GitHub promised not to train Copilot on your private code. But a class-action lawsuit showed Copilot reproducing verbatim chunks of open-source code — including copyright notices and licence text — without attribution. If the AI memorised and regurgitated GPL-licensed code, it violated the licence. If it did the same with your private code, you'd never know. The training data went from GitHub to OpenAI to Copilot. GitHub controls what goes in. OpenAI controls what comes out. You control nothing in between. You write code in VS Code. Copilot sends it to OpenAI for completion. OpenAI runs on Microsoft Azure and now AWS. Microsoft owns GitHub and 27% of OpenAI. Your proprietary code passes through three companies with $185 billion in mutual financial obligations. A developer writing trade secrets has their code context flowing through a code host, an AI company, and a cloud provider — all connected by ownership and investment. They promised the platforms are separate. The money says they aren't.
What they claim: GitHub states "we do not train GitHub Copilot on private repository code" in its privacy documentation.
What we found: In November 2022, a class-action lawsuit (Doe v. GitHub) was filed alleging GitHub Copilot reproduced substantial portions of licensed open-source code without attribution, violating open-source licences (GPL, MIT, Apache). Researchers demonstrated Copilot generating verbatim code snippets including copyright notices and licence headers from training data. While GitHub claims private repos are excluded, the boundary between public and private training data has been questioned — especially since GitHub has access to all repository data on its platform, and OpenAI (which trains Copilot's models) received the training dataset from GitHub.
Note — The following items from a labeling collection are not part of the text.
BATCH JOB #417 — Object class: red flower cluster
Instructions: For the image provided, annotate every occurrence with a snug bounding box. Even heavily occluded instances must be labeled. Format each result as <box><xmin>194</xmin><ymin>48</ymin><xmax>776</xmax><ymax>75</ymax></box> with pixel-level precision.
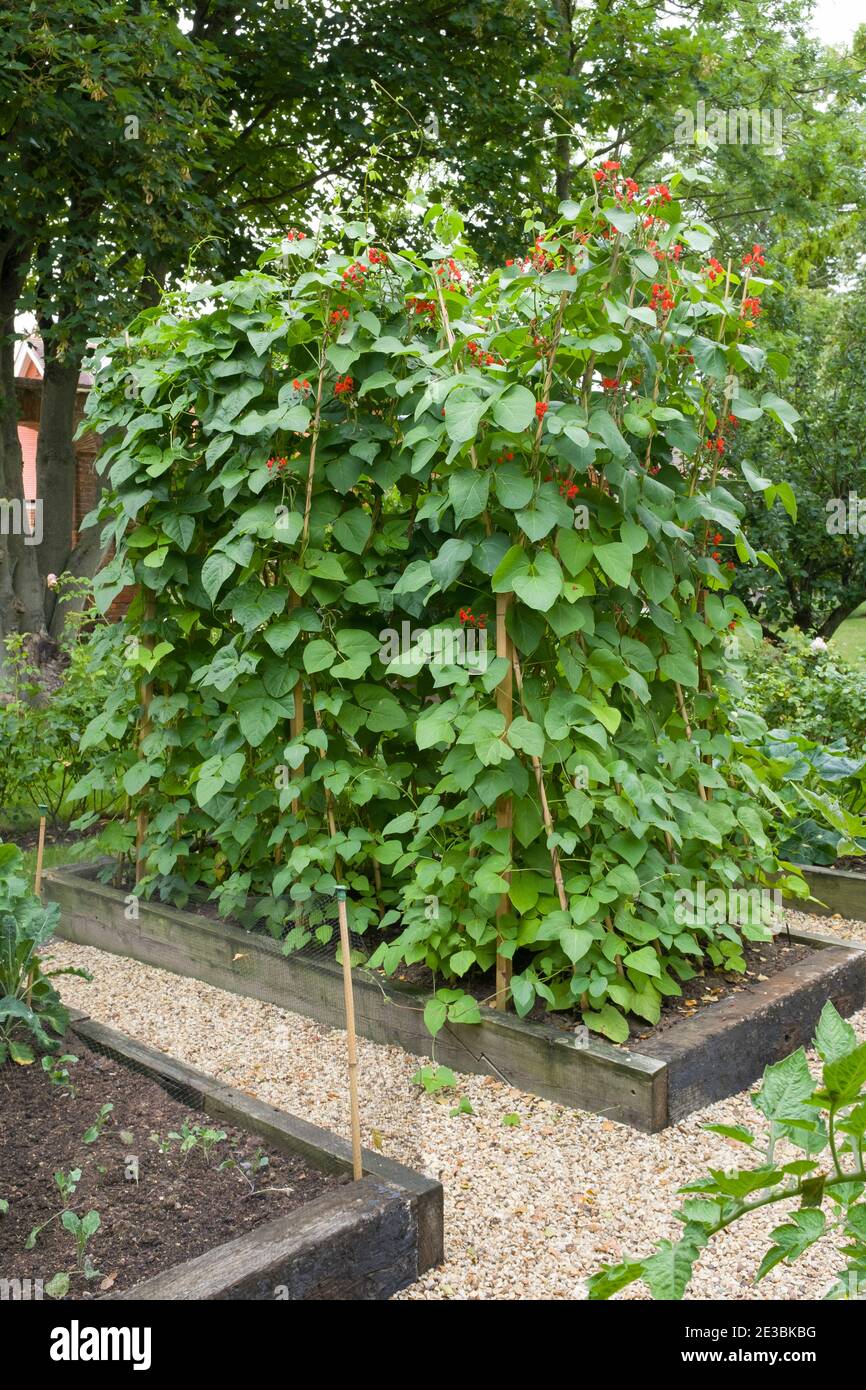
<box><xmin>545</xmin><ymin>473</ymin><xmax>580</xmax><ymax>502</ymax></box>
<box><xmin>613</xmin><ymin>178</ymin><xmax>641</xmax><ymax>204</ymax></box>
<box><xmin>436</xmin><ymin>256</ymin><xmax>473</xmax><ymax>295</ymax></box>
<box><xmin>592</xmin><ymin>160</ymin><xmax>620</xmax><ymax>183</ymax></box>
<box><xmin>649</xmin><ymin>285</ymin><xmax>677</xmax><ymax>314</ymax></box>
<box><xmin>545</xmin><ymin>473</ymin><xmax>580</xmax><ymax>500</ymax></box>
<box><xmin>343</xmin><ymin>261</ymin><xmax>367</xmax><ymax>289</ymax></box>
<box><xmin>466</xmin><ymin>339</ymin><xmax>502</xmax><ymax>367</ymax></box>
What they claim: GitHub positions itself as a neutral platform for all developers.
What we found: In 2019, GitHub restricted access for developers in Iran, Syria, Crimea, Cuba, and North Korea citing US trade sanctions. Developers lost access to private repositories containing years of work. In 2024, GitHub suspended accounts of developers contributing to Palestinian open-source projects, citing unspecified "terms of service violations" — later reversed after backlash. GitHub also complies with DMCA takedowns that have been used to remove security research, including the removal of the ProxyLogon proof-of-concept exploit. A code platform under US jurisdiction means US sanctions, US politics, and US copyright law determine who can write software.
What they claim: GitHub markets Copilot as a productivity tool that helps developers "code faster."
What we found: Stanford researchers found that code written with AI assistance contained more security vulnerabilities than code written without it. Developers using Copilot were more likely to introduce SQL injection, XSS, and other OWASP Top 10 vulnerabilities because the AI generated plausible-looking but insecure patterns. A separate study found developers using AI assistants were more confident in their code's security while actually producing less secure output — a phenomenon researchers called "the overconfidence effect." Copilot optimises for speed, not safety.
What they claim: GitHub's privacy statement says it collects data "to provide, improve, and develop" its services.
What we found: GitHub sends telemetry to Microsoft. GitHub Copilot sends code context to OpenAI's API for completion. This means your code passes through: GitHub (Microsoft) servers, OpenAI's inference infrastructure, and potentially AWS (where OpenAI now deploys via Bedrock). A developer writing proprietary code in VS Code with Copilot enabled has their code context flowing through three companies — all part of the Microsoft-OpenAI-AWS convergence. Microsoft owns GitHub and 27% of OpenAI. The code hosting platform, the AI model, and the cloud infrastructure are financially entangled.